Walking through the narrow streets of the old town of Nafplion, I realized that there are a lot of stores and workshops dedicated to Komboloi, that sort of rosary that you see very often in the hands of Greek men. So when I found myself passing in front of the ‘Museum of the Komboloi’, I could not resist the temptation and I had to get in and have a look around…
So I discovered that despite living in Greece for almost 40 years, I knew little or nothing on the object that perhaps best characterizes the figure of Greek man, the Zorbas’ style kind of Greek man!
Let’s start from the fact that although being inspired by the Muslim rosary (Tasbih), the Komboloi have not and never had any connection with religion. Its sole function is that of a pastime and breakout toy. The Orthodox have their own version of the rosary for prayer (Komboskini), but it has nothing to do with the Komboloiwhich does not have a fixed number of pearls and can be made of very different materials. The most valuable are made of amber, but often wood, ivory, crystal, coral, semi-precious stones, synthetic resins or even olive pits are used.
Another interesting fact is that the Komboloi is not tied to Nafplion by special roots. It was the founder of this museum to open the first shop and museum in the city in 1998, thus beginning the tradition.
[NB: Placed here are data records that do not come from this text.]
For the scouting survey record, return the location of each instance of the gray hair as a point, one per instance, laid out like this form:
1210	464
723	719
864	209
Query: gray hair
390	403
The entry to the museum, on the first floor of the store, costs 2 € and allows you to enjoy an interesting collection of rosaries from various religions dated 1550-1950. In the shop you can see instead (for free!) hundreds of different Komboloia, with prices starting from € 6 for those made of synthetic resin. Being an object held in the hand for hours it is essential to choose the material which, in contact with the skin gives you the best feeling.